Blk-mq-based device drivers bypass the previous Linux I/O scheduler. Some drivers did that in the past without blk-mq (ioMemory-vsl, NVMe, mtip32xx); however, as BIO-based drivers, they had to provide a lot of generic functions themselves. These types of drivers are on the way out and are gradually being reprogrammed to take the easier path via blk-mq (Table 1).

Tabelle 1: Driver with blk-mq Support

Driver	Device Name	Supported Devices	Kernel Support
null_blk	`/dev/nullb*`	None (test driver)	3.13
virtio-blk	`/dev/vd*`	Virtual guest driver (e.g., in KVM)	3.13
mtip32xx	`/dev/rssd*`	Micron RealSSD PCIe	3.16
SCSI (scsi-mq)	`/dev/sd*`	SATA, SAS HDDs and SSDs, RAID controller, FC HBAs, etc.	3.17
NVMe	`/dev/nvme*`	NVMe SSDs (e.g., Intel SSD DC P3600 and P3700 series	3.19
rbd	`/dev/rdb*`	RADOS block device (Ceph)	4.0
ubi/block	`/dev/ubiblock*`	RADOS block device (Ceph)	4.0
loop	`/dev/loop*`	Loopback device	4.0

SCSI Layer

From the block layer to the respective hardware drivers for driving some storage devices (e.g., for new NVMe flash memory in the NMVe driver, which has used blk-mq since kernel version 3.19).
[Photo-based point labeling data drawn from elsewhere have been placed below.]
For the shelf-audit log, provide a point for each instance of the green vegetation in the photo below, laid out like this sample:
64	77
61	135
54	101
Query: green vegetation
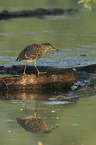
87	3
However, the path first leads to the SCSI midlayer for all storage devices that are addressed via a device file like /dev/sd*, /dev/sr*, or /dev/st*, which doesn't addressed just SCSI or SAS devices, but also SATA storage, RAID controllers, and FC HBAs.

Thanks to scsi-mq, it is possible to address such devices starting with blk-mq from Linux kernel 3.17. However, this path is disabled by default at the moment. Christoph Hellwig, the main developer of scsi-mq, does hope to have scsi-mq activated by default in future Linux versions in order to remove the old code path completely at a later date [2].

SCSI low-level drivers at the lower end of the storage stack are in fact the drivers that address the respective hardware components. They range from the general Libata drivers for controlling (S)ATA components via RAID controller drivers, such as megaraid_sas (Avago Technologies MegaRAID, formerly LSI) or AACRAID (Adaptec), to (FC) HBA drivers such as qla2xxx (QLogic), to the paravirtualized drivers virtio_scsi and vmw_pvscsi. For these drivers to deploy multiple parallel hardware queues via blk-mq/scsi-mq in the future, each driver must be adjusted accordingly.

Conclusions

The Linux Storage Stack implements all the requirements needed by an operating system to address current storage hardware. The modular design with well-defined interfaces ensures that the kernel developers can continue to develop and improve individual parts independently. This is also reflected in the new blk-mq, which will gradually take over from the previous I/O scheduler to address high-performance flash memory.

Specifically, the kernel developers are planning blk-mq support for the device mapper multipath driver (dm-multipath), I/O scheduler support in the blk-mq layer, and scsi-mq/blk-mq support for iSCSI and FC HBA drivers [3] in the next kernel versions.